The service bar is one of the most congested and chaotic areas of any bar or restaurant, even when it’s well-organized and functioning smoothly. Servers crowd the area anxiously awaiting their drinks like brain-eating zombies. In sit-down restaurants, most diners expect to be served their first drink before they consider the menu, which means that any delays in the arrival of their drinks are a clusterfuck. Responsibility for making those drinks, sometimes including orders for large parties, falls on one individual — not only to make delicious cocktails, but also to make them quickly. When tables need to be turned for the next seating, a service bartender’s failure to keep up can be as destructive as a kitchen meltdown.

“Working service,” as many bartenders call it, is a thankless job. “It’s the most vital position that nobody wants to work,” says Jabriel Donohue, who’s tended bar in Seattle for years and now co-owns a hospitality group based in northwest Washington. “The service bartender helps maintain the illusion that the main bartenders can effortlessly put a drink in everyone’s hand,” Donohue adds. (He recently wrote an essay about dive bars for our site.)

Making drinks is only half the battle. Service bartenders spend the night yelling for someone to bring more ice. Glassware is always running low, and the ones coming straight out of the dishwasher are too hot to use. The barback is AWOL, probably in the employee bathroom checking his phone again. Some drunk douchebag is standing in the pass blocking the area where the waiters pick up their drinks, waving a twenty around like he’s in a strip club. Service bartenders can’t afford distraction, or they’ll fall behind and get buried.

The service bartender keeps the trains running on time.

Despite how important the service bar is to a restaurant’s flow, however, the service bartender often plays second fiddle to the front bartender. You won’t see anyone throwing martinis or flaming orange peels on the service end of the bar. Working service requires building three or four drinks at a time, two-handed stirring and shaking, and learning to juggle incoming tickets with the dexterity of a short order cook. “Working service is where the cracks in your technique or sometimes just your conditioning are most likely to show,” Donohue, who’s worked as a bartender in the Seattle area for years, says. Many of the world’s finest mixologists collapse behind the service bar because service bartending works a totally different set of muscle groups.
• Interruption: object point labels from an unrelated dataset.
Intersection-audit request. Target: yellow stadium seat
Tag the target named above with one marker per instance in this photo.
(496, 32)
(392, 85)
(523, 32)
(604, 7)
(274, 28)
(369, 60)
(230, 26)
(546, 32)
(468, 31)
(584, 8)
Some bartenders prefer the chaotic zen of working service because it spares them having to interact with guests. Others hate it because it can be a relentless and stressful shift. Assignment to the service end of the bar is sometimes treated as punishment for tardiness or poor performance. Many bars also have an unspoken hierarchy or pecking order where rookies—or the least experienced team members—are assigned to work service while seasoned veterans commandeer the front bar.

There’s no glamor or glory working service, but a well-executed service bar keeps the trains running on time and makes a robust cocktail program possible in a large restaurant space. On any given night, the service bartender might make up to 5-10 times as many drinks that come from the front bar, sometimes more in high-volume restaurants.

Donohue believes that competency behind the service bar may be the truest test of a bartender’s skill. He thinks bartenders should hone their craft working service before being called up to the big show. “The service bar should the second to last step on the way to working the main bar,” he says, “because every bartender’s hands need to be able to move at least as fast as their mouths.” You won’t see these types of skills tested on Drink Masters because service bartending isn’t sexy. But Donohue insists that having someone skilled behind the service bar is vital to a restaurant’s successful operation. “It’s just you and the ticket printer and god help you if you fall behind or even worse, get sloppy and start putting out substandard drinks,” he says. “There’s no way to fake it in the service well. You either make it or you don’t.”